近红外光谱具有估测感官特性的潜力,因为这些特性在近红外区域具有直接的光谱响应。在甘薯中,感官和质地特征是提高作物可接受性以保证粮食安全和营养的关键。研究利用偏最小二乘法(PLS)回归方法对近红外光谱感官特征水平进行了统计建模。为了提高预测的准确性,有许多先进的技术可以加强对新鲜(湿的和未加工的)样品或非线性依赖关系的建模。我们比较了使用不同机器学习方法开发的不同感官性状定量预测模型的性能。总体而言,结果显示线性方法、线性支持向量机(L-SVM)、主成分回归(PCR)和 PLS 的平均 R2 值高于其他统计方法。对于所有 27 个感官性状,与 PLS(x¯ = 0.32)和基于径向的 SVM(NL-SVM;x¯ = 0.30)相比,使用 L-SVM 和 PCR 的校准模型的总体 R2(x¯ = 0.33)略高。在所有校准模型中,橙色强度水平的预测效果最好(R2 = 0.87 - 0.89)。弹性净线性回归(ENR)和基于树的方法;极梯度提升(XGBoost)和随机森林(RF)的表现比预期的要差,但随着样本量的增加可能会有所改善。ENR (x¯ = 0.26)、XGBoost (x¯ = 0.26) 和 RF (x¯ = 0.22) 的校准模型的平均 R2 值较低。与 L-SVM (x¯ = 0.86) 和 PLS (x¯ = 0.90) 相比,PCR 模型校准模型的总体 RMSE 较低 (X = 0.82)。
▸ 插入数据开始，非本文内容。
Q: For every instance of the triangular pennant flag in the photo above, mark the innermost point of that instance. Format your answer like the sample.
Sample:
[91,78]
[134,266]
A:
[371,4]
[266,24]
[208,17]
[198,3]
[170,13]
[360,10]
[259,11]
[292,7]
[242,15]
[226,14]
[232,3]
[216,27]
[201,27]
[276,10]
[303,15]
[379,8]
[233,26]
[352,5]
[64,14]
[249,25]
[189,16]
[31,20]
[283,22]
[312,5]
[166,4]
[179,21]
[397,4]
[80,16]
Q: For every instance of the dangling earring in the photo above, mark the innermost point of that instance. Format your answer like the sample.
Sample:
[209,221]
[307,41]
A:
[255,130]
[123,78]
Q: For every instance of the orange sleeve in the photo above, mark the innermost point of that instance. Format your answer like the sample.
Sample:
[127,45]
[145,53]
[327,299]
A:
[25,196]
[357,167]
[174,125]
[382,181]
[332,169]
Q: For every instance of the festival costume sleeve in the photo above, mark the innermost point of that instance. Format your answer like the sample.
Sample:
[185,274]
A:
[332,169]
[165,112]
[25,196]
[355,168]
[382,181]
ENR、XGBoost 和 RF 的 RMSE 也较高(x¯ = 0.90 - 0.92)。使用区间偏最小二乘回归(iPLS)进行有效波长选择提高了模型的性能,但不如 PLS 性能好。SNV 预处理有助于提高模型性能。
本文章由计算机程序翻译,如有差异,请以英文原文为准。

摘要图片

查看原文
分享 分享
微信好友 朋友圈 QQ好友 复制链接
本刊更多论文
Machine learning methods in near infrared spectroscopy for predicting sensory traits in sweetpotatoes.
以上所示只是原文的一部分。